GettyImages-1331037265

Tommy Fleetwood was quick to agree, and made it clear that the impact of meeting fellow Great British athletes has been something which has really highlighted to him why the Olympic Games are so special.

"I think one of the things that is apparent when you're at the games is every athlete of every sport is on their own journey," he said.

"Some guys are unbelievably excited and happy to have even just made it to an Olympic games, to be an Olympian. There are others that are expected to win gold. There's others that know that if they do well they can win a medal. So I think everybody's got their own agenda. And that is one of the amazing parts with so many things going on about the Olympics is that as big as it all is you're part an of a nation and part of a team but everyone is also on their own quest to get here and the journey is not over until your Olympics is over and we'll see what we can do.

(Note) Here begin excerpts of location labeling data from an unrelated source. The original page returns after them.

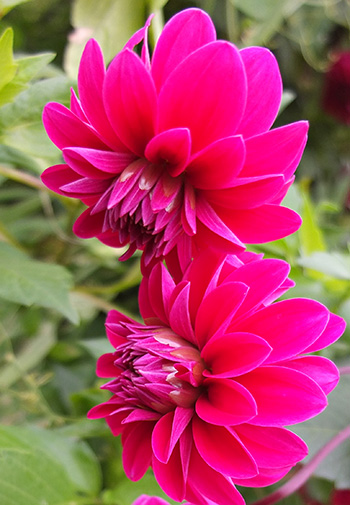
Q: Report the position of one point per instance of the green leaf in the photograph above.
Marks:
(27, 68)
(318, 431)
(28, 282)
(39, 466)
(7, 65)
(110, 22)
(311, 236)
(128, 491)
(335, 265)
(28, 357)
(96, 346)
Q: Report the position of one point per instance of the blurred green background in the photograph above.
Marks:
(56, 289)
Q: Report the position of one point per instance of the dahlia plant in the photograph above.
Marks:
(203, 389)
(174, 153)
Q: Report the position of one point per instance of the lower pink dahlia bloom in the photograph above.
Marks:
(175, 152)
(203, 390)
(149, 500)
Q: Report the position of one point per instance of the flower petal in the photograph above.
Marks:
(199, 94)
(182, 35)
(130, 100)
(320, 369)
(217, 310)
(264, 90)
(225, 402)
(289, 326)
(65, 129)
(283, 396)
(264, 224)
(234, 354)
(90, 84)
(334, 330)
(276, 152)
(168, 431)
(247, 193)
(204, 480)
(170, 476)
(222, 450)
(217, 165)
(170, 149)
(272, 447)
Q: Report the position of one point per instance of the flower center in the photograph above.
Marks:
(158, 370)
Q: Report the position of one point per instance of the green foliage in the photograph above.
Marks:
(50, 468)
(56, 289)
(28, 282)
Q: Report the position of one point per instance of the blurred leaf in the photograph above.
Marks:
(311, 238)
(333, 264)
(127, 491)
(318, 431)
(28, 282)
(97, 346)
(288, 97)
(42, 467)
(7, 65)
(28, 357)
(7, 5)
(110, 22)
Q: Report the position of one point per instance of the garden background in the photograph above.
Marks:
(55, 289)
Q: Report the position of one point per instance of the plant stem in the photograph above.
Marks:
(303, 475)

"And we're having a great time. There's various -- you can talk about so many things that go on on a daily basis at the Olympics that either inspires you as a sportsman, either make you happy, either make you proud. There's just so many things going on. I love the attitude of everybody here. I love sport. I love how many things are going on. We were looking up yesterday to meet Matty Lee, who had won a gold, and Lauren in the Taekwondo. She had won a silver and you're watching those guys and you're talking about it to them and just how they are about it, their emotion, how they feel.

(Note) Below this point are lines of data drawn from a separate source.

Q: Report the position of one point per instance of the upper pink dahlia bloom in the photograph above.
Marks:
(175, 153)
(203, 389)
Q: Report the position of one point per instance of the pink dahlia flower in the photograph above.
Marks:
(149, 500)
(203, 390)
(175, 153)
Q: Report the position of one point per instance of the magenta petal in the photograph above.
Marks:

"For all the, whatever's happened in the world over the last 18 months, for all the debate on whether the Olympics should be on or not, if you're inside that village, without a doubt there is nothing that means more to these people than competing this week and I think it's very special."

And for Tommy to be there, it's clear that it means a lot.

“It means a lot. I was like so, so happy when I made it to the Olympics.

"I think from the moment I put a shirt on in my garage at home to getting on the flight to arriving here to being around the village, I think all of it is a, for one, it's a very special experience, but I think being surrounded by all the athletes that put so much into this on a daily basis throughout their lives, I think it's inspirational.

"You're both a competitor and like one of the biggest GB fans because, you know, you're in and amongst it and you're with everyone. And so far I've loved every minute. It's great to spend it with friends as well, and it's really, really cool. Obviously, you get to the golf course and it's, you do everything that you normally do. But just what goes around this event, it being the Olympic games, it's something that we have never done before and it's amazing."